Fachin diz que STF vai apurar crise em caso Master com "firmeza"

Foto: STF/Reprodução
Presidente do STF afirma que indícios de desvio de conduta "reclamam encaminhamento institucional" e anunciará providências em dias
O presidente do Supremo Tribunal Federal (STF), ministro Edson Fachin, quebrou o silêncio nesta quarta-feira (2) sobre as revelações da Polícia Federal (PF) a respeito da relação entre o ministro Alexandre de Moraes e o banqueiro Daniel Vorcaro.
Em nota oficial, Fachin afirmou que os indícios de desvio de conduta "reclamam o devido encaminhamento institucional" e que o cargo na Corte "não confere privilégios". Fachin anunciou que, nos próximos dias, após concluir a análise dos fatos revelados na investigação, divulgará as medidas cabíveis e necessárias.
Na véspera, o ministro André Mendonça, relator do caso Master, havia pedido que o plenário do STF decidisse sobre o inquérito da PF.
"Os indícios reclamam o devido encaminhamento institucional. Circunstâncias relacionadas, de um lado, à atuação processual e, de outro, a sérios elementos de fatos que exigem desta Presidência serenidade, responsabilidade e firmeza. A elevada autoridade do cargo não confere privilégios, mas impõe deveres, limites e responsabilidades, que devem ser observados com absoluto respeito à Constituição, às leis e ao Supremo Tribunal Federal", declarou Fachin.
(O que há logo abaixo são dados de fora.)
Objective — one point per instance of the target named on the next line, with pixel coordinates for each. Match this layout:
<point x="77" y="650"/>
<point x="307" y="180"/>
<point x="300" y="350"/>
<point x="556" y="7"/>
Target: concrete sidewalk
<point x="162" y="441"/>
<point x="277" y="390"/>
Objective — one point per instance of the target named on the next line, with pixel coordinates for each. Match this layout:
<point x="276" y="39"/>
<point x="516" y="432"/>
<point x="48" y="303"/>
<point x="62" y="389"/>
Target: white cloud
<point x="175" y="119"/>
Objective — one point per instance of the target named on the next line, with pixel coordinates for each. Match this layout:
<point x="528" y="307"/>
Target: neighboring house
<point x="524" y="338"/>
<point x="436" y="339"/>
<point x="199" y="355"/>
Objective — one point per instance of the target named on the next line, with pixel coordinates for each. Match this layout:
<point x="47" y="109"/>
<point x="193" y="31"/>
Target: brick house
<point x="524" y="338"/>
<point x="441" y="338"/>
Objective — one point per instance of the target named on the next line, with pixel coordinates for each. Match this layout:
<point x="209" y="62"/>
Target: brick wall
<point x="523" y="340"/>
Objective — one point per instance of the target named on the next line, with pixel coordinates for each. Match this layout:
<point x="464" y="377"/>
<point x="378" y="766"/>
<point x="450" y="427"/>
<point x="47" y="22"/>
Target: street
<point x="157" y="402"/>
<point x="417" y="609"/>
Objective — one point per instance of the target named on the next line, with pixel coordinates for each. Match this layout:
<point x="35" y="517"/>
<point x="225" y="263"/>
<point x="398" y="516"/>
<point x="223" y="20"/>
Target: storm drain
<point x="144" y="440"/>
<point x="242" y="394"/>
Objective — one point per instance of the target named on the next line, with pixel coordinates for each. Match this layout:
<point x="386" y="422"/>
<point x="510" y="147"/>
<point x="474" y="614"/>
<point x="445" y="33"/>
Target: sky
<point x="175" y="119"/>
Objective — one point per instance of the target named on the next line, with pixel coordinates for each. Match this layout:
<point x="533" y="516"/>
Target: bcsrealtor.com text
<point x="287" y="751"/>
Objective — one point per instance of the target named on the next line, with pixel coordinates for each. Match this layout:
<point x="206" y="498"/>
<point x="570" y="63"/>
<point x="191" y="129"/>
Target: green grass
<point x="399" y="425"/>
De acordo com a investigação da Polícia Federal, tornada pública pelo ministro André Mendonça, Moraes teria editado o contrato de R$ 131 milhões do escritório Barci de Moraes com o Banco Master. O escritório tem como sócia-diretora Viviane Barci, esposa do ministro.
Em nota, a banca confirmou que o magistrado foi consultado, na condição de marido da sócia, sobre eventuais impedimentos legais para a contratação.
"Diante da inexistência de previsão de atuação no STF ou de qualquer impedimento legal, uma vez que o ministro Alexandre de Moraes jamais julgou qualquer causa envolvendo o Banco Master, o contrato foi assinado e os serviços advocatícios devidamente prestados", afirmou o escritório em nota.
As mensagens apreendidas pela PF revelam que o empresário tratava como prioridade o pagamento ao escritório Barci de Moraes. Em uma das conversas, o ex-deputado Fábio Faria diz a Vorcaro que "o careca não pode atrasar".
A mensagem foi enviada no mesmo contexto em que o banqueiro transferiu R$ 3,42 milhões ao escritório. O pagamento integrava um contrato que previa R$ 3 milhões líquidos por mês durante 36 meses, totalizando R$ 108 milhões líquidos ao longo do período.
A investigação também aponta uma relação próxima entre Moraes e Vorcaro, com pelo menos seis encontros registrados entre 2024 e 2025, incluindo eventos na Europa e em Campos do Jordão.
O Banco Master também teria emitido cartões de crédito com limite de R$ 300 mil para os filhos do casal. Além disso, Moraes teria sido consultado por Vorcaro dois dias antes de sua prisão, em novembro do ano passado.
Segundo a PF, o empresário teria montado uma rede de monitoramento e influência em diversas instituições da República, o que lhe permitia obter informações sigilosas.
Na decisão em que derrubou o sigilo do inquérito, o ministro André Mendonça ressaltou que essas informações poderiam nortear orientações estratégicas nas negociações econômicas envolvendo o Master e, "até mesmo, na elaboração de sofisticado plano de fuga em caso de insucesso na empreitada delituosa, ou de descoberta de suas atividades pelas autoridades com competência investigativa".
O caso coloca o STF diante de um momento delicado, com Fachin sinalizando que a presidência da Corte não deixará os indícios sem resposta institucional.